Wettelijke rente bij verdeling en bij afwikkeling huwelijkse voorwaarden

expertise:

Familie- & Erfrecht

nieuwsbrief:

Wilt u meer weten over dit onderwerp, schrijf u in voor onze nieuwsbrief

Dit veld is bedoeld voor validatiedoeleinden en moet niet worden gewijzigd.

15 december 2015

In het verleden is er veel discussie geweest over de berekening van wettelijke rente. Zowel over een vordering wegens verrekening bij overbedeling (gemeenschap van goederen of eenvoudige gemeenschap), als bij een vordering wegens verrekening op grond van huwelijkse voorwaarden.

Als het gaat om verdeling van een eenvoudige gemeenschap of gemeenschap van goederen, dan is het vaste jurisprudentie van de Hoge Raad dat de vordering tot betaling van een bedrag wegens overbedeling ontstaat door de verdeling zelf. Er kan dus niet eerst sprake zijn van verzuim, grondslag voor vordering van wettelijke rente, dan op het moment van de verdeling. Is eerder nooit overeenstemming over de verdeling bereikt, dan vormt de beschikking van de rechtbank het moment van de verdeling. De wettelijke rente over de hoofdsom is dan vanaf die datum verschuldigd.

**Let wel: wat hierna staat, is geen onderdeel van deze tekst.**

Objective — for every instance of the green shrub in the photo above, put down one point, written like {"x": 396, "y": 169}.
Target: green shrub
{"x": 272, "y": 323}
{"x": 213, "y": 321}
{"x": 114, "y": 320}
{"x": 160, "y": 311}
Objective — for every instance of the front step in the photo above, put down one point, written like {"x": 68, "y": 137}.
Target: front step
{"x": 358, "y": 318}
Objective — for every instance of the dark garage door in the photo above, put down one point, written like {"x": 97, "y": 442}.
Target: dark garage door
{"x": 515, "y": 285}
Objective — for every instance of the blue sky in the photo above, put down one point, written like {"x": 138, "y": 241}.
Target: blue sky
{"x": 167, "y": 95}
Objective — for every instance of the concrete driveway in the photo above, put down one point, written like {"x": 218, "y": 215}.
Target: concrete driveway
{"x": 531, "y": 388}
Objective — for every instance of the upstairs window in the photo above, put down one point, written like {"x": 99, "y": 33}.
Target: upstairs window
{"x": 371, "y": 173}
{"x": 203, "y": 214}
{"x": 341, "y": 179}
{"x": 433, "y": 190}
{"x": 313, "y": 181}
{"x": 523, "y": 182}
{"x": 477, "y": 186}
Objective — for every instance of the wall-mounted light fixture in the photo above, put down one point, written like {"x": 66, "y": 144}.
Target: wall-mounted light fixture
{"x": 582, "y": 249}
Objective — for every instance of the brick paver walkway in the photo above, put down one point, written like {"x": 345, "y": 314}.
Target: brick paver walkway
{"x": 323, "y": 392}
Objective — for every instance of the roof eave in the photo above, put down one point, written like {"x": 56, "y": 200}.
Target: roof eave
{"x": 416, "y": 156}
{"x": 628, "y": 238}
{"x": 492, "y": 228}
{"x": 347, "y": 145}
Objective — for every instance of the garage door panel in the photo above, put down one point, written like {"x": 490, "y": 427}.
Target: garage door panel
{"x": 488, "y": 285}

Daarnaast heeft de Hoge Raad geoordeeld (zie ECLI:NL:HR:2013:BV6689 en ECLI:NL:HR:2011:BU6591) dat de vordering uit hoofde van een periodiek of finaal verrekenbeding in beginsel ontstaat op het in de akte van huwelijkse voorwaarden bepaalde tijdstip of op het in art. 1:142 lid 1 aanhef en onder b BW vermelde tijdstip, te weten het tijdstip van indiening van het verzoek tot echtscheiding. De wettelijke rente is in beginsel vanaf dat moment opeisbaar.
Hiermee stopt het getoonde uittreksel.